The Brainsway device costs about $200,000 but can be leased for $72,000 per year. The cost includes maintenance.

It is not difficult to learn to use the technology, although there is still a risk, albeit slim, of seizures, said Dr Tendler.
"Exciting, Positive"
Commenting on the findings for Medscape Medical News, David Feifel, MD, PhD, professor, Departments of Psychiatry and Neurosciences, University of California, San Diego, and founding director, UCSD Center for Advanced Treatment of Mood and Anxiety Disorders, estimates that in the past 2 years, he has used the Brainsway device on more than 100 patients with treatment-resistant major depressive disorder.

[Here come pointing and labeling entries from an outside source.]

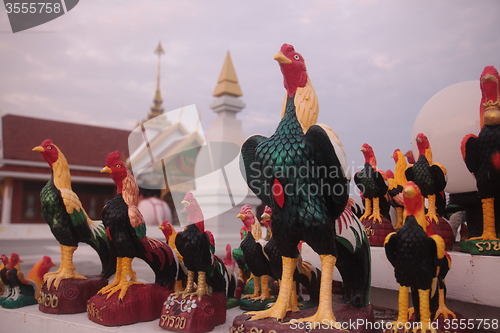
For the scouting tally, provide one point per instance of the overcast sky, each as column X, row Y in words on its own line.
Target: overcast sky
column 374, row 64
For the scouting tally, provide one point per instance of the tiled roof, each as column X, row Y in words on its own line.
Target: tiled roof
column 81, row 144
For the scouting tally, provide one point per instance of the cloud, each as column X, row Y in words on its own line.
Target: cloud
column 384, row 62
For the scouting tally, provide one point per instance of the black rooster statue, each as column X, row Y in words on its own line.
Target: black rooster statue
column 420, row 264
column 482, row 155
column 297, row 213
column 430, row 178
column 197, row 248
column 123, row 301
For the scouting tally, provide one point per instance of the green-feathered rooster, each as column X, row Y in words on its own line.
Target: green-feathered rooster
column 304, row 207
column 68, row 221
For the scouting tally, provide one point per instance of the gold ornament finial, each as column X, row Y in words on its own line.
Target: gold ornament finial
column 157, row 109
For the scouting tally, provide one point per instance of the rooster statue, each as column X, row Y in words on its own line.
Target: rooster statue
column 482, row 153
column 305, row 273
column 420, row 263
column 297, row 215
column 68, row 221
column 253, row 251
column 197, row 248
column 396, row 185
column 351, row 240
column 22, row 291
column 170, row 235
column 127, row 232
column 430, row 178
column 373, row 186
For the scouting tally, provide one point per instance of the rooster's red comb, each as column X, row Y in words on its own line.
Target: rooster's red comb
column 113, row 157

Although deep TMS is currently approved only for major depression, the preliminary results of studies of the device in OCD, PTSD, nicotine addiction, and for the negative symptoms of schizophrenia are "exciting" and "positive," said Dr Feifel.
Dr Tendler is an employee of Brainsway. Dr Feifel is participating in Brainsway multisite studies in OCD, PTSD, and smoking cessation, for which he receives research funding.
American Psychiatric Association (APA) 2016 Annual Meeting: Abstract 131, presented May 16, 2015.